Pisco is made in an alembic Pot Still, just like Spanish Brandy or Cognac. It is distilled to between 60 and 80 proof with some Gran Pisco coming in at 86 proof or more. There are eight approved grape varietals, Muscat is by far the most popular grape because of its aromatics followed by Torontel and Pedro Ximenex. Pisco must be aged for a minimum of three months in vessels of “glass, stainless steel or any other material which does not alter its physical, chemical or organic properties”.
Peruvian Pisco must be made in the country’s five official D.O. (Denomination of Origin) departments—Lima, Ica, Arequipa, Moquegua and Tacna (only in the valleys of Locumba Locumba, Sama and Caplina). Chilean Pisco must be made in the country’s two official D.O. (Denomination of Origin) regions—Atacama and Coquimbo. The right to use an appellation of origin for pisco is hotly contested between Peru and Chile. Peru claims the exclusive right to use the term “pisco” only for products from Peru. Chile, regards the term “pisco” as generic, and it argues the spirit is simply a type of alcoholic beverage made from grapes.
Pisco Punch was made famous by Duncan Nicol at the Bank Exchange Saloon in San Francisco. Nicol was the last owner of the Bank Exchange when it closed its doors permanently in 1919 because of the Volstead Act.
Duncan Nicol invented a pisco punch recipe using: pisco brandy, pineapple, lime juice, sugar, gum arabic and distilled water.
Simple Pisco Punch
2 ounces pisco
1 ounce fresh lemon juice
2 ounce pineapple Juice
1 ounce simple syrup
Add all ingredients to cocktail shaker with ice. Shake for 15 seconds. Double strain into an Old Fashioned glass filled with ice. Garnish with an orange twist.
One bank Exchange regular said, “It tastes like lemonade but comes back with the kick of a roped steer.” Others said “it makes a gnat fight an elephant.” Harold Ross, founder of The New Yorker magazine wrote in 1937: “In the old days in San Francisco there was a famous drink called Pisco Punch, made from Pisco, a Peruvian brandy… pisco punch used to taste like lemonade but had a kick like vodka, or worse.”
Pisco found many fans during its heyday. In Rudyard Kipling’s 1889 epic From Sea to Sea, he immortalized Pisco Punch as being “compounded of the shavings of cherub’s wings, the glory of a tropical dawn, the red clouds of sunset and the fragments of lost epics by dead masters.”
Pisco has found fans in a new generation of Mixologist and imbibers. The clean nature of the bandy makes a nice base for cocktails. Here is a modern update on Punch from me.
Lenny’s Pisco Parlor Punch
3 ounce Barsol Pisco
1 ounce Lime Juice
½ ounce Lemon Juice
1 ounce Small Hands Pineapple Gum Syrup
½ ounce Velvet Falernum
Shake with ice and double strain into a chilled coupe.

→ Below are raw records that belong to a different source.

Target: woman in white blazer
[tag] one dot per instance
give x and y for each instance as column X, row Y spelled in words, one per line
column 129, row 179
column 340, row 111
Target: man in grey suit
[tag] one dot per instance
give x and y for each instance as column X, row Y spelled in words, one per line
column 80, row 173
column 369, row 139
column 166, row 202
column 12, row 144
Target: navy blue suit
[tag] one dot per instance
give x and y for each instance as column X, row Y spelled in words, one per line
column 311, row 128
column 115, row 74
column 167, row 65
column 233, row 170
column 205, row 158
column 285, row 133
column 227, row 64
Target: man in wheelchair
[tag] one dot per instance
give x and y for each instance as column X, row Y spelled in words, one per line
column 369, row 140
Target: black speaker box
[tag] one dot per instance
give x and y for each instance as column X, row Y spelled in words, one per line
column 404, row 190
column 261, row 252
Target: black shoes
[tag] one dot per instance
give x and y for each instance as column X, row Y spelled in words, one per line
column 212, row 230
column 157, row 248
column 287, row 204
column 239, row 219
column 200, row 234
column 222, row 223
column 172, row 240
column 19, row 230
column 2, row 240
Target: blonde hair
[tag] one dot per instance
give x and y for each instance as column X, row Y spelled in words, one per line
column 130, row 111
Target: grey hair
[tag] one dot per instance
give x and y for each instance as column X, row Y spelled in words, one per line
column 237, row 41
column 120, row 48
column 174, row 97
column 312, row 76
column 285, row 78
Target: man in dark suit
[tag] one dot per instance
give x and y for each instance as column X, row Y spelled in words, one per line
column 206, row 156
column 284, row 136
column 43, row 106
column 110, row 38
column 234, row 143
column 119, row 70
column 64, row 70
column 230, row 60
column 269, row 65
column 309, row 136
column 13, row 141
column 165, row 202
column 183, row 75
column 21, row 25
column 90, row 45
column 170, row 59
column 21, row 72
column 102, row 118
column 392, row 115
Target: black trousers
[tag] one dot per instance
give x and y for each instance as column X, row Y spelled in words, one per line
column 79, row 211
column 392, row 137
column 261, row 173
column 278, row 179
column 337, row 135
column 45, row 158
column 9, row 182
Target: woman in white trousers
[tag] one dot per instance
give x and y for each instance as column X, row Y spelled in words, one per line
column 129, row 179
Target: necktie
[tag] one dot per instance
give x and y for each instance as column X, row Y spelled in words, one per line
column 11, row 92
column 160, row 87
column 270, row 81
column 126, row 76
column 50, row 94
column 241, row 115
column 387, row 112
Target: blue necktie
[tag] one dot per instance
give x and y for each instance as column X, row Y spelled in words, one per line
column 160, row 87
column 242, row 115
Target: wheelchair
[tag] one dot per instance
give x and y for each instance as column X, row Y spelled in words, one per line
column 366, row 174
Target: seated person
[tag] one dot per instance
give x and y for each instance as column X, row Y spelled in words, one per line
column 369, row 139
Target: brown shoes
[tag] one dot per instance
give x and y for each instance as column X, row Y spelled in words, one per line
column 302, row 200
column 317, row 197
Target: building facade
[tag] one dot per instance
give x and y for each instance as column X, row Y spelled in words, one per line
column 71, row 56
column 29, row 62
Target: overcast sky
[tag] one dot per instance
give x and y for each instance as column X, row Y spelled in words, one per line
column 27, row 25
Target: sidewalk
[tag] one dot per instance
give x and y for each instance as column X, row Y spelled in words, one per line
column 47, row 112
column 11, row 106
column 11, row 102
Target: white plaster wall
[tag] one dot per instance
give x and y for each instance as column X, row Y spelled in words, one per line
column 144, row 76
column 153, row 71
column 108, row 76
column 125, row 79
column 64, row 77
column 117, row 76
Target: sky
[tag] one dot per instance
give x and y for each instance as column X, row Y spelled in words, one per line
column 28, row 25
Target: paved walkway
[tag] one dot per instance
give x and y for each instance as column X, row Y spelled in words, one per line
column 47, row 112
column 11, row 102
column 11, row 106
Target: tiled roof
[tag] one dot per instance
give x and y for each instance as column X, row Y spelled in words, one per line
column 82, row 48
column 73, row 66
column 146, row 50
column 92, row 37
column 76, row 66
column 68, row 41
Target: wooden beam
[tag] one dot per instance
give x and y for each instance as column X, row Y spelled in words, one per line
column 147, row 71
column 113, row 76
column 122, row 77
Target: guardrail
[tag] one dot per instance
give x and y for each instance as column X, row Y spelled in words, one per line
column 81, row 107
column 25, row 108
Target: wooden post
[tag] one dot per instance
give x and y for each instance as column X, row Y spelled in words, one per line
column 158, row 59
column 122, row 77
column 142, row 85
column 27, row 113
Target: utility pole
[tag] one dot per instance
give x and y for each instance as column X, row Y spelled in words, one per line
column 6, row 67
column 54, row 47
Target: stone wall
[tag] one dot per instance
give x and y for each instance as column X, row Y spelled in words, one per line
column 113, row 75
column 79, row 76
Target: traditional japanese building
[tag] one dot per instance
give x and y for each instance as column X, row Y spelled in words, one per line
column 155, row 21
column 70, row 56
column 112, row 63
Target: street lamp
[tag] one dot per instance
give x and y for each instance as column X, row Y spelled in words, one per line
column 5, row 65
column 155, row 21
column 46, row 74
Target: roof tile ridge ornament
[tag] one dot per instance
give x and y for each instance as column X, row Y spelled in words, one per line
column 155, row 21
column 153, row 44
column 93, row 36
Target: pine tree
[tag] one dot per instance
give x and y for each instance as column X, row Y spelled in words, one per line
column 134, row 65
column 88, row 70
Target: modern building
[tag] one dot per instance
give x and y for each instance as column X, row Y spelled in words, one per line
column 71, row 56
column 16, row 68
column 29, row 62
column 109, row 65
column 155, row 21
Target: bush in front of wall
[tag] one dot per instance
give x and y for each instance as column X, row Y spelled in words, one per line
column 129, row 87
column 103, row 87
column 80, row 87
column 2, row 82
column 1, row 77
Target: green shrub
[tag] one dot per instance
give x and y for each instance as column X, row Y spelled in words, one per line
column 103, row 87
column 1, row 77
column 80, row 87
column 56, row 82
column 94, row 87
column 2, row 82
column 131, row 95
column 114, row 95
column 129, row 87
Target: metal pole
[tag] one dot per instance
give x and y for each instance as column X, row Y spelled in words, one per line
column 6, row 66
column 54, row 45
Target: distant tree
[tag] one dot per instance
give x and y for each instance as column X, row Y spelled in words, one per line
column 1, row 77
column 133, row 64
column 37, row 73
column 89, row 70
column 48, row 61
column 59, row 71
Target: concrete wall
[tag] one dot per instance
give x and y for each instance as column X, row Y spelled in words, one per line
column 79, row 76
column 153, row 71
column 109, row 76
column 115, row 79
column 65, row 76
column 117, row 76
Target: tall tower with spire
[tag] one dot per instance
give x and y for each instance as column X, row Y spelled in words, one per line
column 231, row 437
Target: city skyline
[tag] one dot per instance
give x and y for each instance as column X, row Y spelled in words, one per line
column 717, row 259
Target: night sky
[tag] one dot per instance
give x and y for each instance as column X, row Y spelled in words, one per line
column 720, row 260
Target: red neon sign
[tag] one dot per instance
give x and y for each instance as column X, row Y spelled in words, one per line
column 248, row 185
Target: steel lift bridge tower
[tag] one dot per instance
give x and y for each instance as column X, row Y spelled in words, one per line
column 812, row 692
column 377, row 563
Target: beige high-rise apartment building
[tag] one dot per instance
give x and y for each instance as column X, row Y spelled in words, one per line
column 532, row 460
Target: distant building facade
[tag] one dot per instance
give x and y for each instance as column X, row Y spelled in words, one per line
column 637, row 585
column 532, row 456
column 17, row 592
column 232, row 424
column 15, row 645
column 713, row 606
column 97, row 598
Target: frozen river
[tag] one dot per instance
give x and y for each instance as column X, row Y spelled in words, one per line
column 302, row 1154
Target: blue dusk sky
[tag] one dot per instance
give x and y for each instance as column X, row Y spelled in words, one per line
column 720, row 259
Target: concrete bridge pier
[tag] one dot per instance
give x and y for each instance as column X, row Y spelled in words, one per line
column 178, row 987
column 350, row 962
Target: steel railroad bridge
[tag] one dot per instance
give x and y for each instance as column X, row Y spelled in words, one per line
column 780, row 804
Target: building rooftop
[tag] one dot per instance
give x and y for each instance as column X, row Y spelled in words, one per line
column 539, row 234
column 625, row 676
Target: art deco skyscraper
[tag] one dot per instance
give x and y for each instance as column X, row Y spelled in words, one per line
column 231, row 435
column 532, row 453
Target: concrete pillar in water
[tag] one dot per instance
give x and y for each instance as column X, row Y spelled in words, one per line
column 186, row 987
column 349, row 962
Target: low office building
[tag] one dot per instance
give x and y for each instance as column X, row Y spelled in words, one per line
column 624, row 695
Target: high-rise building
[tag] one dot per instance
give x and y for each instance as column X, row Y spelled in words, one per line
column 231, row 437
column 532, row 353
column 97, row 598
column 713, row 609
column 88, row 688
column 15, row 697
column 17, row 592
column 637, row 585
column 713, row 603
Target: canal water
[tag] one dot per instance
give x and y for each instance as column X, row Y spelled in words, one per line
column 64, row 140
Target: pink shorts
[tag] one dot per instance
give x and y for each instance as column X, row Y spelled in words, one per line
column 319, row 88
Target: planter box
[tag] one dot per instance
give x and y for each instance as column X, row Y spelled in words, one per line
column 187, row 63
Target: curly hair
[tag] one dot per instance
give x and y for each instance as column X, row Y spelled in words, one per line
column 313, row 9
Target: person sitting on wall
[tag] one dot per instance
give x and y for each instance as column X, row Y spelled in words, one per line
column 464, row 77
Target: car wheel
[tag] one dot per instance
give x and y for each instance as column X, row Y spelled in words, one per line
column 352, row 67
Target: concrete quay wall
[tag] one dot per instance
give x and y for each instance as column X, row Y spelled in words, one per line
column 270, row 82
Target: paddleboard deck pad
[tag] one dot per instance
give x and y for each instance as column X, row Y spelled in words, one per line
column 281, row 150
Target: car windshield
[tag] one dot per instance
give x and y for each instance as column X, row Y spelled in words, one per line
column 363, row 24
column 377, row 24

Garnish with a cherry or pineapple or both.
Velvet Falernumis a longtime staple item of resorts and bars in Barbados, and today for its use in Tropical, Tiki and Caribbean drinks such as the Rum Swizzle, Mai Tai and Zombie. Made from an infusion of spices and lime juice into sugar cane syrup and Barbados Rum.
Small Hands Gum Syrup is about as close as you can get to Duncan’s original.
Bodega San Isidro dates back to the 1800’s. However, the most remote documents retrieved from the local town archives date back to 1919. In 2005 Bodega San Isidro became the top exporter of Pisco of Peru, being the first company ever to export one solid 20’ container of Pisco in Peru’s history. BarSol specializes in piscos produced with Quebranta, Italia and Torontel Grapes. They are produced in both styles, a) straight pisco and b) Mosto Verde Pisco. An “Acholado” pisco is also made, from a blend of piscos from the 3 single grape varietals.